Writing Device Drivers

Device Power Management Model

The following sections describe the details of the device power management model. This model includes the following elements:

Components

In the power management model, each device is composed of zero or more power-manageable components. If a device has no components, then the device is not power manageable.

Components correspond to parts of the device that can be put into a state that requires less power than normal. The definition of which components a device implements depends on the device driver writer, with one exception: component zero must represent all parts of the device that have hardware state that would be lost if power were to be completely removed from the device.
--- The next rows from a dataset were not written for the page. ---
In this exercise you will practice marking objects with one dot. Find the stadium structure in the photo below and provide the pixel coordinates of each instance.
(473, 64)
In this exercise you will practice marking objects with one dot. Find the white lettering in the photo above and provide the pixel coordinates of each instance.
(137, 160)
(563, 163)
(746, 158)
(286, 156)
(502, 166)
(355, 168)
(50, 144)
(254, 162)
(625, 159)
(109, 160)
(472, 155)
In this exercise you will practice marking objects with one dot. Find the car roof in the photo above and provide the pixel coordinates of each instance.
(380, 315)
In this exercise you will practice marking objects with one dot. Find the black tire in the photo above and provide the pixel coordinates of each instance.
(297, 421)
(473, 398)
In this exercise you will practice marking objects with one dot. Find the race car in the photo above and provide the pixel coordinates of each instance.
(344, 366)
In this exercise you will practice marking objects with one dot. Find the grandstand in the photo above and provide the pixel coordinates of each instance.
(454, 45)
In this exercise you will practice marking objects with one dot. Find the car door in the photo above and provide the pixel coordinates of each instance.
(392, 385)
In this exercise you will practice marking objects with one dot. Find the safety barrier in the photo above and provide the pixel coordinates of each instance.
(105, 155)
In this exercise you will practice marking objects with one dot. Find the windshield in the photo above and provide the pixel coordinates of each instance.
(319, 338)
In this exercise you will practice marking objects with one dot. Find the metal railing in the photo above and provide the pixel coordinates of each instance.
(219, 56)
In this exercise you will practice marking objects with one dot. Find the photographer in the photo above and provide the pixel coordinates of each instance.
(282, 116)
The device driver notifies the system of the device components by calling pm_create_components(9F) in its attach(9E) entry point as part of driver initialization.

Idleness

Each component of a device may be in one of two states: busy or idle. The device driver notifies the framework of changes in the device state by calling pm_busy_component(9F) and pm_idle_component(9F).

Power Levels

The current implementation of the Device Power Management framework only keeps track of two power levels for each device, its current power level and its normal power level. The normal power level of a component is the power level required for normal operation of the component, and is the power level to which the component is returned by the framework when the device is needed. The device driver informs the framework of the normal power level of the component by calling pm_set_normal_power(9F).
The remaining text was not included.